Time/Place:4/22/04, 1:30pm, Hill 705
Abstract:We will discuss a possible approach to
noncommutative and multi-dimensional determinantal point processes
based on a theory of noncommutative determinants by Gelfand and Retakh
and multi-dimensional determinants by Gelfand-Kapranov-Zelevinsky
Speaker:E. Allender, Rutgers University
Title:"Algorithmic Randomness and Derandomization"

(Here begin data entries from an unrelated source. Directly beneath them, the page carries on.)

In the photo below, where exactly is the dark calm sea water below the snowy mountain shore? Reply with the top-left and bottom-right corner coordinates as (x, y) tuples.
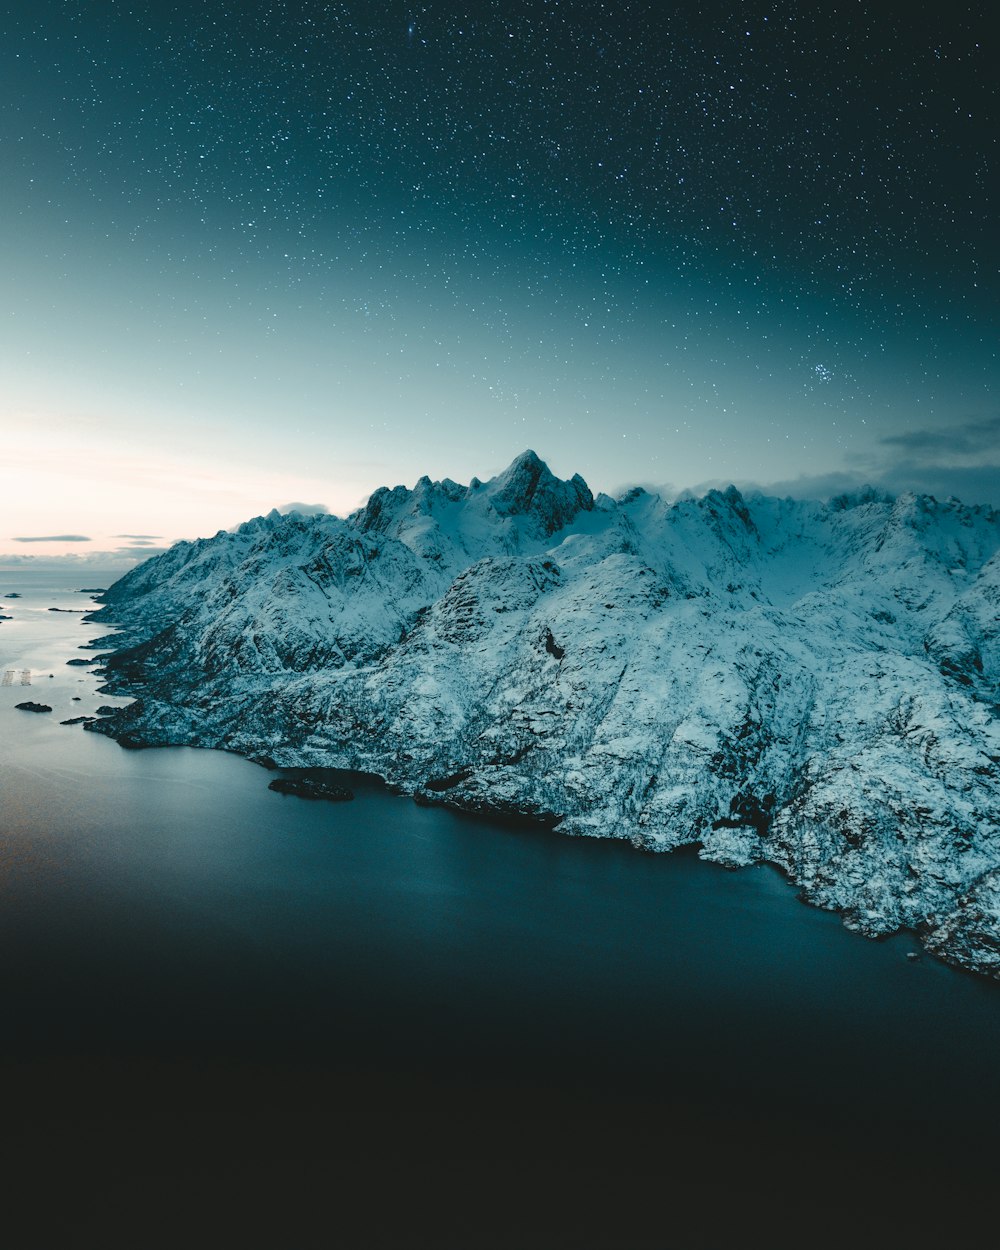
(0, 573), (1000, 1248)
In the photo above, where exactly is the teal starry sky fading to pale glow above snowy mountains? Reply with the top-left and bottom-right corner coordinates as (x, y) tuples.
(0, 0), (1000, 559)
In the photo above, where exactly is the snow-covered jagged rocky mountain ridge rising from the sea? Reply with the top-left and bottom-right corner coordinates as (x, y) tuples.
(88, 453), (1000, 976)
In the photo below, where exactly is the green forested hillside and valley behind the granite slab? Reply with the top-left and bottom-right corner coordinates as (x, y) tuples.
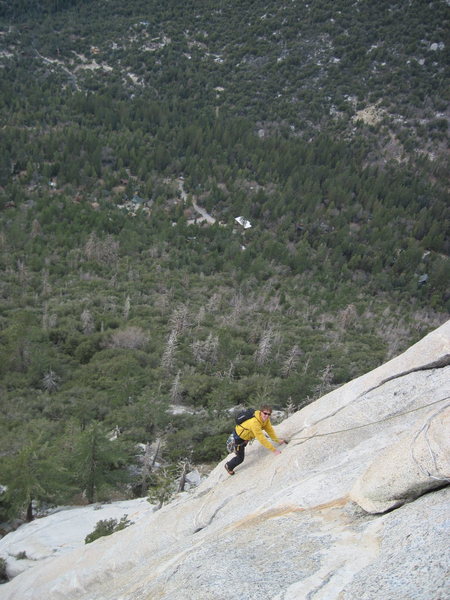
(0, 0), (450, 518)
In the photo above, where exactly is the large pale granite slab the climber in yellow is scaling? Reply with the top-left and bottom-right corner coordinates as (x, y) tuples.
(0, 322), (450, 600)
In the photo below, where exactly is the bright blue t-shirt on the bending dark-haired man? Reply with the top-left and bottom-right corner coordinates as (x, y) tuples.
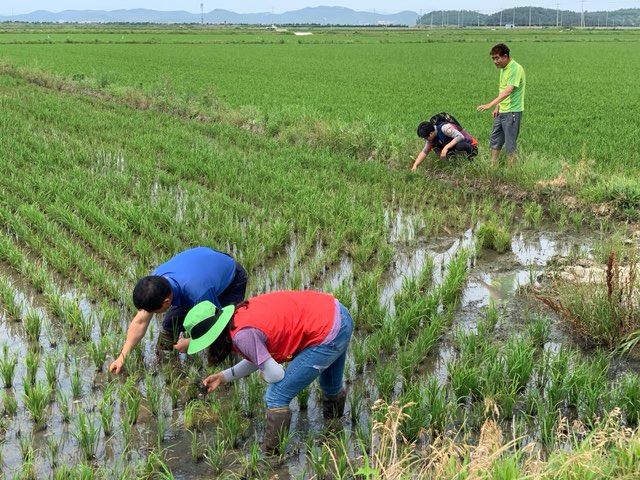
(151, 247), (236, 308)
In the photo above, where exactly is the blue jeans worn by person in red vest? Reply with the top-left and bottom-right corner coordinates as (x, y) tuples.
(266, 304), (353, 408)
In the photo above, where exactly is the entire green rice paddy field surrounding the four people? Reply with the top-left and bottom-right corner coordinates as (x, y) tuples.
(0, 25), (640, 479)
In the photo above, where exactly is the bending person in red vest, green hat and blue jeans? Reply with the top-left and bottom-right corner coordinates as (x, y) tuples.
(184, 291), (353, 453)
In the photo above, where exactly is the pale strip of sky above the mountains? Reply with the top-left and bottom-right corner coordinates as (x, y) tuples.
(0, 0), (640, 15)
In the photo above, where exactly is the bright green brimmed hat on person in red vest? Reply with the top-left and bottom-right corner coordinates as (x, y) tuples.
(184, 300), (235, 354)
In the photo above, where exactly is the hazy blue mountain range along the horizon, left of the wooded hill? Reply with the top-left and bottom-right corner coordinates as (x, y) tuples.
(0, 7), (418, 25)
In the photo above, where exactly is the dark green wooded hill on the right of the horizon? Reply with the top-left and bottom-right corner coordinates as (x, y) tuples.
(418, 7), (640, 27)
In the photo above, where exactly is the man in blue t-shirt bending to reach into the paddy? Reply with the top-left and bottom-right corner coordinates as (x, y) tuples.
(109, 247), (247, 373)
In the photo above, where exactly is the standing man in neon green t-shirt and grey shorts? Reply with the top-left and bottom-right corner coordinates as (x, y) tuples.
(477, 43), (526, 166)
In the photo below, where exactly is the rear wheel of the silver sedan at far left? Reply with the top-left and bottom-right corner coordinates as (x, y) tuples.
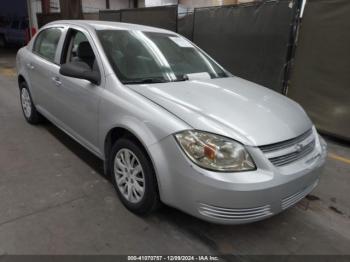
(20, 82), (42, 125)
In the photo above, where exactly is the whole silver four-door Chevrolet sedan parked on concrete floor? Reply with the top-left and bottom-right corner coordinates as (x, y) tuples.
(17, 21), (326, 224)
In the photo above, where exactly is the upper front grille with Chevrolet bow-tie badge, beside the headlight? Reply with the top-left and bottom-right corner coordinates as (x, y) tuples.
(259, 129), (315, 167)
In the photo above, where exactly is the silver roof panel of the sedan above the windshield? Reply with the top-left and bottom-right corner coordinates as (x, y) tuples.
(47, 20), (175, 34)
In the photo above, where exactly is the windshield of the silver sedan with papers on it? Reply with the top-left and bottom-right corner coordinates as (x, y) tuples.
(97, 30), (227, 84)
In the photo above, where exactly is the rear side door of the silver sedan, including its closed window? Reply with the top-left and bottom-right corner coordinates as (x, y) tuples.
(25, 27), (64, 118)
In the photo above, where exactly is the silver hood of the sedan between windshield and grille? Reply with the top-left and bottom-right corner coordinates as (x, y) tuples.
(128, 77), (312, 146)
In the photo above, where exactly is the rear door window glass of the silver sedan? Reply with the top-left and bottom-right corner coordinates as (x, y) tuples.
(33, 28), (62, 62)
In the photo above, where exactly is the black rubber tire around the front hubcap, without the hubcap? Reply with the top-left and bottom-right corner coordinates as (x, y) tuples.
(109, 137), (160, 215)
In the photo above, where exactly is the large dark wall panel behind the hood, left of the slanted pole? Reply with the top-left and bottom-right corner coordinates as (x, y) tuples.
(193, 0), (297, 92)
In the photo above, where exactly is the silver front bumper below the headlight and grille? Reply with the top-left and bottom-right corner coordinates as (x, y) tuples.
(149, 136), (327, 224)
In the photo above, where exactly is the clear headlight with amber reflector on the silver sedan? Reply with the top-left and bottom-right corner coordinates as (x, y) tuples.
(175, 130), (256, 172)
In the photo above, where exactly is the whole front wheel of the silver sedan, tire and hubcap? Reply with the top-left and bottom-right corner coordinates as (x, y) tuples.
(110, 138), (160, 215)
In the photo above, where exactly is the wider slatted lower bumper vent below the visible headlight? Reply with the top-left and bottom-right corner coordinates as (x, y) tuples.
(198, 203), (272, 220)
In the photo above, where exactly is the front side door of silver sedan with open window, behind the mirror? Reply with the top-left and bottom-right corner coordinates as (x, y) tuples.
(55, 27), (104, 152)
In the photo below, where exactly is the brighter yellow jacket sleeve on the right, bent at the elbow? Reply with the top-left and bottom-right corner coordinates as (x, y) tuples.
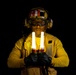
(52, 39), (69, 67)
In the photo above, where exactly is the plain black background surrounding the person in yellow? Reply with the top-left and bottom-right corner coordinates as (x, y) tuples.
(0, 0), (76, 75)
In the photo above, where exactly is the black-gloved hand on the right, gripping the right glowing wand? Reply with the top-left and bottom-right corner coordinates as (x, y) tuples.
(38, 52), (52, 66)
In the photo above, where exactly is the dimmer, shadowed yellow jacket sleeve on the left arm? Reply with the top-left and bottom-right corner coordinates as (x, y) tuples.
(7, 39), (24, 68)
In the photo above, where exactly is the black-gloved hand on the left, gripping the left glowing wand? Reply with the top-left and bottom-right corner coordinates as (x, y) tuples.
(24, 53), (38, 66)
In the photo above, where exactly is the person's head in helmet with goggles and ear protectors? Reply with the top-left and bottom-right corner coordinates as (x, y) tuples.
(25, 7), (53, 36)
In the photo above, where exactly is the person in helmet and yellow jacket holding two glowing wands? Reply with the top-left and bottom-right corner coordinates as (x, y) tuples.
(7, 7), (69, 75)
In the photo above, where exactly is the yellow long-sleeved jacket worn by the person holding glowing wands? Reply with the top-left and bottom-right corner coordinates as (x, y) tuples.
(7, 33), (69, 75)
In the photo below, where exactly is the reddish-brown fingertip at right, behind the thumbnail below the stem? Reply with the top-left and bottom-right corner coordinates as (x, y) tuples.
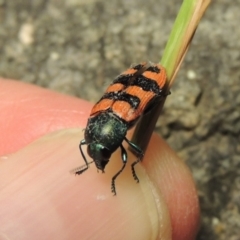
(143, 134), (200, 240)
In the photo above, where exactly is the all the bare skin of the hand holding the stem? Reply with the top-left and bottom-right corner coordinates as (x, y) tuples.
(0, 79), (199, 240)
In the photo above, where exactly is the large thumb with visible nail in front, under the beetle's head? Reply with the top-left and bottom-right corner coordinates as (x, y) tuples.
(0, 129), (171, 240)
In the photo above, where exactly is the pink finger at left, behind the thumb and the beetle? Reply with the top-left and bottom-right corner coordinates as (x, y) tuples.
(0, 79), (92, 155)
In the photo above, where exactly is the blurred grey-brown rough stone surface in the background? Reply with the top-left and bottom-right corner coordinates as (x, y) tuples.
(0, 0), (240, 240)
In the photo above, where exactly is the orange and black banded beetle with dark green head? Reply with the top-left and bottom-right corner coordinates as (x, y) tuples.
(75, 62), (167, 195)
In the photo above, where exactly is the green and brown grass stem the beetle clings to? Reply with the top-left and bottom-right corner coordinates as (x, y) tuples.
(132, 0), (211, 152)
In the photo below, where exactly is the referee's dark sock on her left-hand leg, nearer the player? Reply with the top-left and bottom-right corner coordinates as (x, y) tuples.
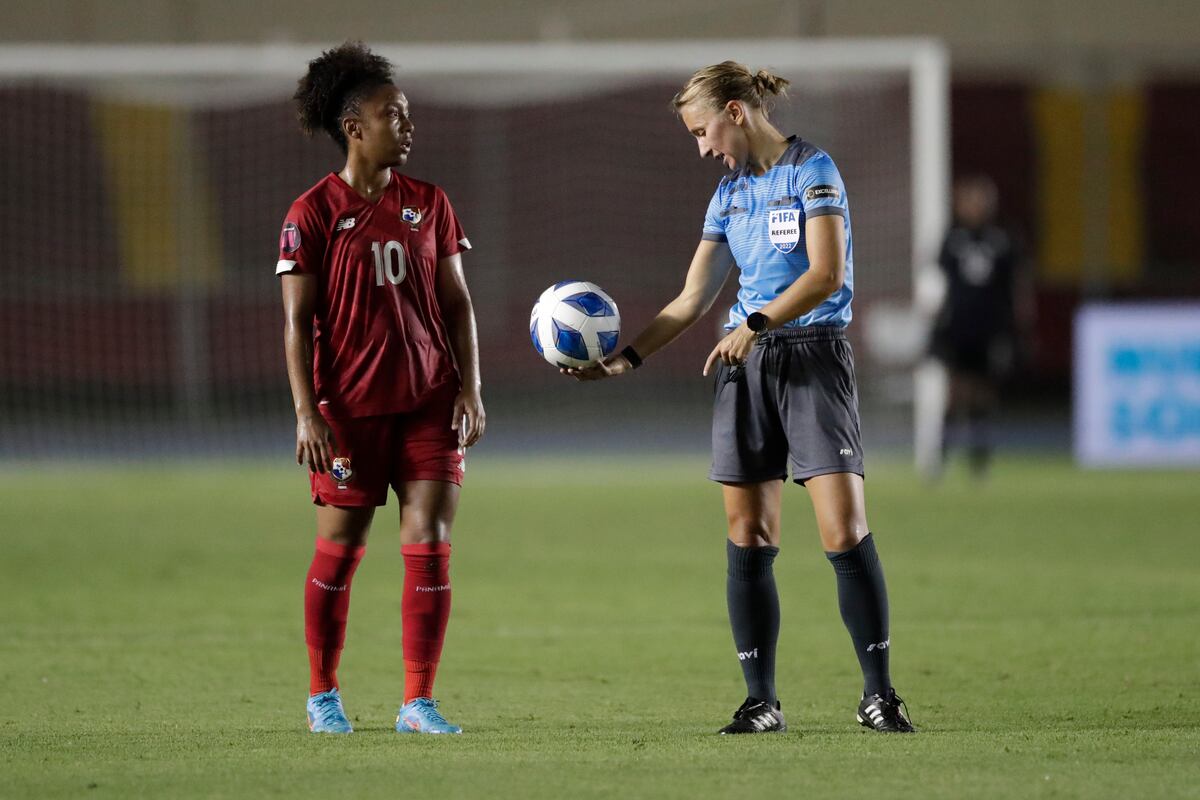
(725, 540), (779, 705)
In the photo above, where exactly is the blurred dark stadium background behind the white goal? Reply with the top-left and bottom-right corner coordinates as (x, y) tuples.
(0, 0), (1200, 458)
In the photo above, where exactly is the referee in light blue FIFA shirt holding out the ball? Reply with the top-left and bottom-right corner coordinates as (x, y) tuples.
(564, 61), (913, 734)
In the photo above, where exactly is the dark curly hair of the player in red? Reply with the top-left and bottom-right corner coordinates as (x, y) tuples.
(292, 42), (392, 152)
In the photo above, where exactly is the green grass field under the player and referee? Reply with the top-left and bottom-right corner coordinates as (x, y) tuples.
(0, 455), (1200, 800)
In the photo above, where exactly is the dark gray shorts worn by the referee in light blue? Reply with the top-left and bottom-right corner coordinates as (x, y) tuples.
(708, 326), (863, 485)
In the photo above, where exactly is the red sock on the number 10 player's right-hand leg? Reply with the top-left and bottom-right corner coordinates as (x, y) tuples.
(400, 542), (450, 703)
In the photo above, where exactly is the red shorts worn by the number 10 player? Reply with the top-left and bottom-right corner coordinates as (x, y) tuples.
(311, 381), (467, 506)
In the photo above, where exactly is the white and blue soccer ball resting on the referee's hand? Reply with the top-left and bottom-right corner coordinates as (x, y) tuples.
(529, 281), (620, 367)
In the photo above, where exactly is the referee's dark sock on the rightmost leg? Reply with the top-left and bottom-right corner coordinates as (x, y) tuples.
(826, 534), (892, 694)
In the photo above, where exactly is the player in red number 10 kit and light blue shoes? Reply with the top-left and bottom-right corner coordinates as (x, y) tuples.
(275, 42), (485, 733)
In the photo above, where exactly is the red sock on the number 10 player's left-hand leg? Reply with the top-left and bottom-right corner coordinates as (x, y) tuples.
(304, 539), (366, 694)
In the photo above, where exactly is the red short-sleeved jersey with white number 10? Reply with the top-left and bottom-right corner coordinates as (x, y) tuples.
(275, 170), (470, 417)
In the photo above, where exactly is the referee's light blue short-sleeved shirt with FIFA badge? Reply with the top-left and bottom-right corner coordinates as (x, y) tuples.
(702, 137), (854, 330)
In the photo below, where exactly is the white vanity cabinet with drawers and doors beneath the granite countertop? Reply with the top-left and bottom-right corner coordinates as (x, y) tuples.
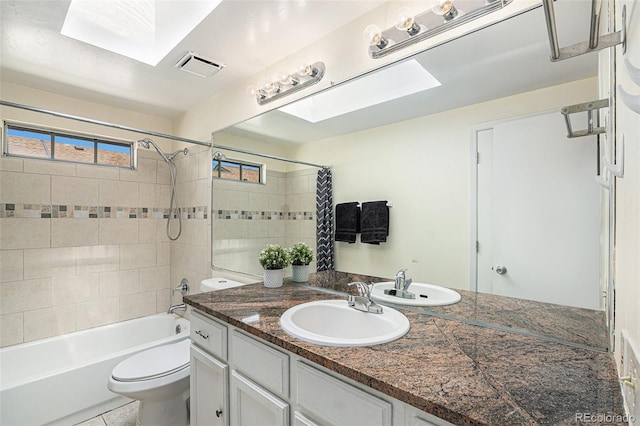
(191, 310), (450, 426)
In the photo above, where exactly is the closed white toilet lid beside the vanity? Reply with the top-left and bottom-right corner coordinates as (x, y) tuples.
(111, 339), (191, 382)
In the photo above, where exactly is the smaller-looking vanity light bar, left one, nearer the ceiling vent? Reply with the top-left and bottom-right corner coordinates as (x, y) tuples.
(247, 62), (326, 105)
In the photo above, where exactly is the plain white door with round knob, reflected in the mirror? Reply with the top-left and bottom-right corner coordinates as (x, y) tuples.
(476, 112), (601, 309)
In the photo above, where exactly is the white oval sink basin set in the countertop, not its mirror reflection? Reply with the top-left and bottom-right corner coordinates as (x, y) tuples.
(280, 300), (409, 346)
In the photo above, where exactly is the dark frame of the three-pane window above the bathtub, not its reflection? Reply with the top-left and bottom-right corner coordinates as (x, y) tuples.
(2, 120), (137, 170)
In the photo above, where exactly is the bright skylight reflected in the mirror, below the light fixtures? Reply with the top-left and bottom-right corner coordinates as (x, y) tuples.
(280, 59), (441, 123)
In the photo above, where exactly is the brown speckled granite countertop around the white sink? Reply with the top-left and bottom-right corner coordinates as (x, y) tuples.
(184, 281), (625, 425)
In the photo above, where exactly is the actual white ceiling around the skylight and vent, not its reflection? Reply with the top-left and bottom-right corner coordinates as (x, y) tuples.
(0, 0), (383, 117)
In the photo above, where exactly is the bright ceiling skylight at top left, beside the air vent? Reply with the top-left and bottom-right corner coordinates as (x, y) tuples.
(60, 0), (222, 66)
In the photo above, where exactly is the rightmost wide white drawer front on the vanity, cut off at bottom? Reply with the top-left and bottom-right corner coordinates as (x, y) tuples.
(296, 362), (392, 426)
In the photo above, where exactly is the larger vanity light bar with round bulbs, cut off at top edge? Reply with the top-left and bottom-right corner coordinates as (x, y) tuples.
(363, 0), (513, 59)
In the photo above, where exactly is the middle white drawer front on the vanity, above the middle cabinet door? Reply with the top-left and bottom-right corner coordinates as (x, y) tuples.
(231, 331), (289, 398)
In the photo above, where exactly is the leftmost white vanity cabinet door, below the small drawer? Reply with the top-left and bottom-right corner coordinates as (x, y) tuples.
(190, 345), (229, 426)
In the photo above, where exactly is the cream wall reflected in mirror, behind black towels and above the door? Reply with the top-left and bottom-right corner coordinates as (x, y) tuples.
(292, 78), (596, 289)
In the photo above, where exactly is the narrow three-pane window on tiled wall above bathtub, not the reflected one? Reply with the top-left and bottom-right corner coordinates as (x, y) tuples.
(4, 123), (133, 168)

Time/Place:4/29/04, 11:30am, Hill 705
Abstract: Kolmogorov complexity is a tool to measure the
information content of strings. Strings with high Kolmogorov
complexity are said to be "K-random".
The study of this notion
of randomness has a long history and it has close connections with the
theory of computability. The set of K-random strings has long been
known to be undecidable. Derandomization is a fairly recent topic in
complexity theory, providing techniques whereby probabilistic
algorithms can be simulated efficiently by deterministic
algorithms. In this talk, I will present some new and surprising (or
bizarre?) connections between these fields. In particular, we will
show that everything PSPACE is poly-time reducible to the set of
K-random strings, and we investigate the question of whether or not
PSPACE is PRECISELY the set of decidable sets poly-time reducible to
the K-random strings.
Using related techniques, we will shed new
light on the "Minimal Circuit Size Problem" - a problem in NP that
seems to be intractible but does not seem to be NP-complete. This
problem is very closely related to a type of time-bounded
K-complexity. We will show that many cryptographic problems (such as
factoring, discrete log, and various lattice-related cryptographic
problems) are reducible to any approximate solution of the Minimal
Circuit Size Problem.
Some of this material is from the FOCS
2002 paper "Power from Random Strings" and some is from a more recent
paper "What is Efficiently Reducible to the K-Random Strings".
There will be a
brown bag lunch in between the seminars
Please bring your
lunch
Coffee & cookies will be available
Speaker:R. Marra, Universita degli Studi di
L'Aquila, Italy
Title:"Interface Dynamics in Kinetic
Systems"
Time/Place: 4/29/04, 1:30pm, Hill 705
Abstract: We consider kinetic models describing two
species of particles interacting via a long range repulsive potential
and a) with a reservoir at fixed temperature, b) by collisions. The
dynamics for the first model conserves the total masses of the two
species and its sharp interface limit is described by a kind of
Mullins-Sekerka motion. The second dynamics models the behaviour of a
binary fluid and conserves masses, momentum and energy. In the sharp
interface limit in this case the velocity field satisfies the
incompressible Navier-Stokes equations together with a jump boundary
condition for the pressure across the interface which, in turn, moves
with a velocity given by the normal component of the velocity field.